The evolution of the informal infrastructure, so called infostructure, has turned us all into “generation infonauts”. As internet coverage has exploded during the recent past, the usage of mobile devices as an inspirational information-base has become a habit. However, while toddlers in Europe try to use the television like an Ipad – making the evolution of technology an innate assuetude for the Westerner – African families to a general degree still do not possess these electronic devices creating a hole that must be filled.
According to the internet world statistics around 13.5 % of the population has daily internet access. While the continent accounts for 15 % of the world’s population, only 6.2 % of the internet subscribers are based in Africa. Now these statistics are quite biased. Internet access is irregularly distributed with two-thirds of online activity generated in South Africa. The remaining are primarily in Morocco and Egypt. On the other hand it should be borne in mind that these data only partially reflect the actual number of Africans who use internet on a daily basis. For example, internet kiosks and cybercafés are found commonly throughout urban areas. Before the “yet to be announced date” of when the assuetude goes fully global is announced internet distribution must grow in quality and coverage. As the infostructure grows new networks evolve creating new communities of solution finders.
One of these nexuses that produces solution finders is the iHub, a makerspace founded by Erik Hersman in 2010.
The iHub prides itself with creating a place where “seeds are planted and [we] are easily found by the people with money to help grow”, describing themselves as a co-working technological community that sets the right environment for innovative people to create and form ideas.
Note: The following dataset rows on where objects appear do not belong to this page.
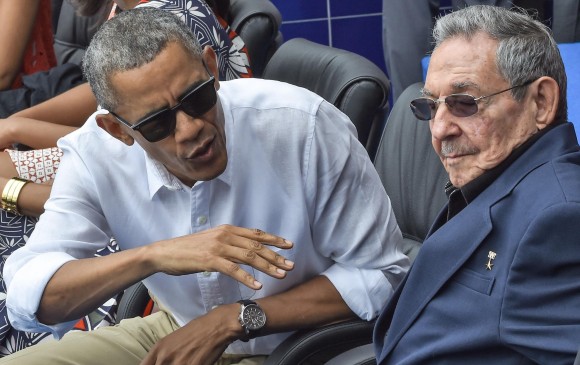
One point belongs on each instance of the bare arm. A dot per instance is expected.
(32, 196)
(79, 286)
(71, 108)
(17, 21)
(311, 304)
(31, 132)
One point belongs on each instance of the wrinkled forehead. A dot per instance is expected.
(462, 64)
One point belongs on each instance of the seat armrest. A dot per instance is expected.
(322, 344)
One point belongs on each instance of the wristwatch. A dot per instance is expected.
(252, 318)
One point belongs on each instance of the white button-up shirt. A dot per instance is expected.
(295, 169)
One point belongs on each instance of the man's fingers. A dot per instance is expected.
(234, 270)
(260, 236)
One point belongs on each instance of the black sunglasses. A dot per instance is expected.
(197, 101)
(460, 105)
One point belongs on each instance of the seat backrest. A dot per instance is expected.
(571, 57)
(257, 22)
(351, 82)
(411, 171)
(73, 33)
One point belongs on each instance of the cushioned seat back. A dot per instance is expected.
(352, 83)
(257, 22)
(74, 33)
(411, 171)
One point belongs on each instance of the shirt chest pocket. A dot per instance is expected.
(475, 281)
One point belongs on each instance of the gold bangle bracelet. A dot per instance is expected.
(10, 194)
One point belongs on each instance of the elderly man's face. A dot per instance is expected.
(197, 149)
(468, 146)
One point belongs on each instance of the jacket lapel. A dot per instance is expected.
(446, 249)
(432, 269)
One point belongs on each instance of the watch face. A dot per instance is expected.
(254, 318)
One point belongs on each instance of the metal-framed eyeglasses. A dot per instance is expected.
(460, 105)
(195, 102)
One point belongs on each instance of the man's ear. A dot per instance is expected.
(210, 59)
(112, 126)
(546, 96)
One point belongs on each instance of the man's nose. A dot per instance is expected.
(443, 125)
(187, 128)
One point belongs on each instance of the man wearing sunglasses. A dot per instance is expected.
(248, 208)
(497, 280)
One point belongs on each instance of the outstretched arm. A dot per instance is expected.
(79, 286)
(34, 133)
(308, 305)
(71, 108)
(32, 196)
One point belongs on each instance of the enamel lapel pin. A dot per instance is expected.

It consists of four departments: iHub Research, iHub Consulting, iHub Supercomputing Cluster, and the iHub User Experience Lab (more info @ www.ihub.com). What is so inspiring about Africans starting to take an increasingly participatory role is that they are being directly affected and so therefore acknowledge what society really needs. Foreigners might have a harder time to fall into a paradigm shift when needed, and probably one not as enigmatic. Bernard Kiwia, a Tanzanian entrepreneur and inventor, endorses this statement in an interview with Victor Grau Serrat from MiT: For me it’s easy because I live there, and I experience the same problems myself: I had to take a cold shower every morning until I decided that I would build a solar water heater to have access to warm water for showering. As soon as I build one, neighbours started asking for one. And so an anecdotal presumption is established: should African entrepreneurs in order to reach the low-hanging fruit exploit their talent and adapt to their clients needs, rather than becoming protégés of the West being guided by the inertia of adherence to an old model? What is the best solution to inspire growth? These think-tanks are, as mentioned, of huge help in finding the path of development inspiring others into choosing the allegedly correct direction and the iHub in Nairobi is just one of many. Finally this path could lead life-standards to first become adequate and mundane, thereafter reach new heights.